[LLVMdev] RFC - Extending ProfileInfo to support external profiles

Bob Wilson bob.wilson at apple.com
Fri Sep 6 21:43:44 PDT 2013


On Sep 6, 2013, at 8:43 PM, Evan Cheng <evan.cheng at apple.com> wrote:

> 
> 
> Sent from my iPad
> 
> On Sep 6, 2013, at 10:01 AM, Chandler Carruth <chandlerc at google.com> wrote:
> 
>> 
>> On Fri, Sep 6, 2013 at 6:00 AM, Diego Novillo <dnovillo at google.com> wrote:
>> Is my understanding more or less correct?
>> 
>> Probably for all I know. I'm not aware of anyone actively maintaining or keeping these pieces working. AFAICT, there have been 3-4 projects that started hacking on this and didn't finish, and frankly the result is a mess. It's not clear than any of it really works today.
>>  
>>  If so, I would like to
>> make three main changes:
>> 
>> 1- Unify profile loading so that it only talks to the basic
>>    analysis API. Here, I would like to change the way that
>>    profile information is reflected in the program. Currently,
>>    the compiler loads data from the profile file into 4 arrays
>>    inside ProfileInfo.  This is then reflected into the CFG for
>>    the corresponding function.
>> 
>>    Instead, I would like to reflect profile info as metadata in
>>    the IR. For instance, functions seldom called in the profile
>>    could be annotated with the 'cold' attribute in the IR. Block
>>    frequency is more straightforward: we add the frequency data
>>    to the first instruction of the block.
>> 
>>    Things like that. The problem here is that different profiling
>>    mechanisms will have different kinds of data. We will need
>>    ways of translating those into metadata that is then served
>>    from the analysis API. For example, how do we deal with value
>>    profilers?
>> 
>>    For now, I'm focusing on the most common types of profilers.
>>    These tend to use block/edge frequencies, which are more
>>    straightforward to convert.
>> 
>> I really think you should ignore the existing profile support in LLVM. ALl of it. I actually think we should remove all of it, but that can happen later.
> 
> I haven't look at the profiling support recently. But this doesn't quite match my understanding. Bob, do you have comments?
> 
> Evan

I agree with Chandler.  The metadata-level branch weights, block frequencies, etc. are all reasonable, but the profiling stuff is pretty rough.  It has been useful for some research projects, and we’ve been able to use it for some experiments but I don’t think it makes sense to use it at all for what Diego is proposing.

> 
>> 
>> I would build whatever passes and infrastructure you need in order to load your profile data, in whatever format makes sense, and annotate the IR with metadata.
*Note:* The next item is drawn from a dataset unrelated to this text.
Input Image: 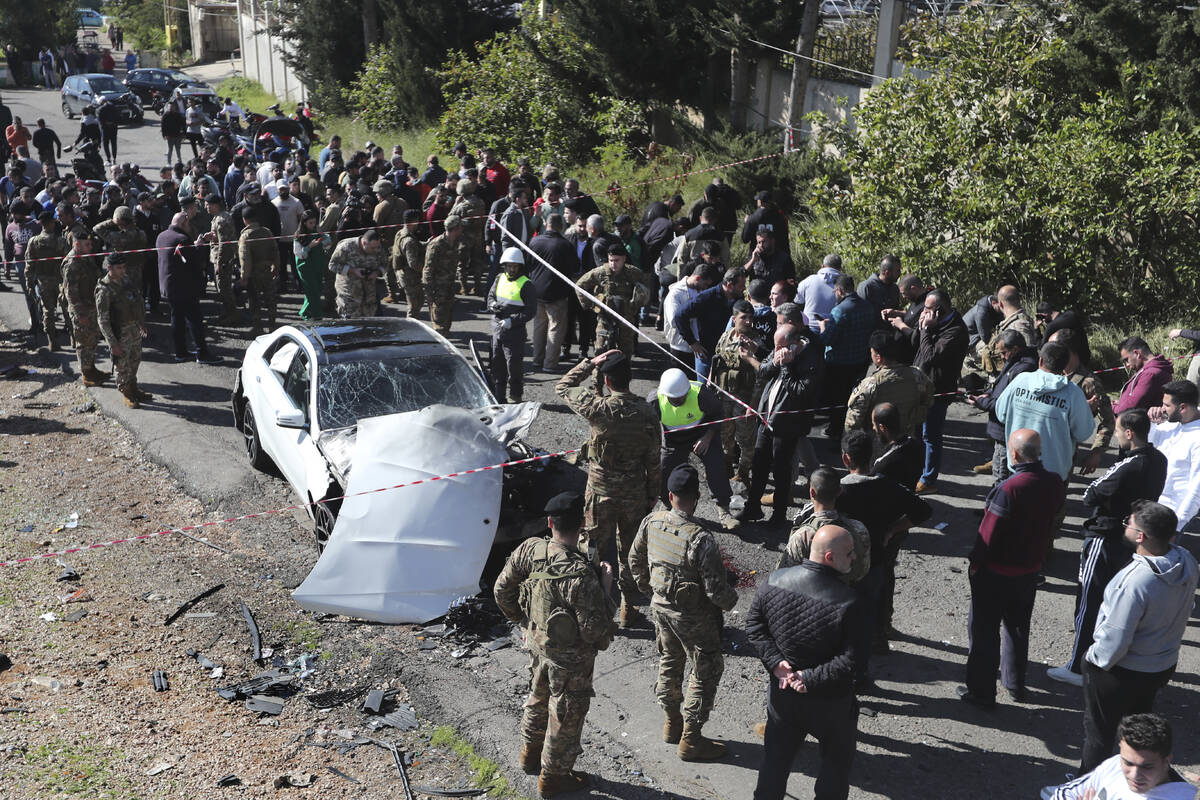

I would just build them from scratch. I don't think there is anything to be gained from trying toclean up the existing profiling infrastructure when you'll end up re-using almost none of it, you will have different constraints when dealing with profiles from sampling tools, and will still have a common IR-level interface in the metadata.
>>  
>> 
>> 2- Passes should not need to be aware that profile
>>    information exists. They would make the usual calls to the
>>    analysis API, which will use profile data, if available.
>> 
>>    With this, I want to make optimizers automatically make
>>    better decisions when profile information exists.
>> 
>> I believe this has already been done. I'm not aware of any optimization passes in use today that will need changes here.
>>  
>> 
>> 3- Profile data should be flexible wrt code drift. This is
>>    something that the profile loader should deal with. It
>>    currently fails when the profile is out of sync with the shape
>>    of the IR. In the presence of stale profile:
>>    (a) Do not fail hard.
>>    (b) Make conservative decisions with the annotations it
>>        generates.
>>    (c) Provide feedback to the user about the staleness of the
>>        profile (e.g. % of samples/records dropped from the profile).
>> 
>> Yes, in designing your own (from the ground up) loader, these will be important issues.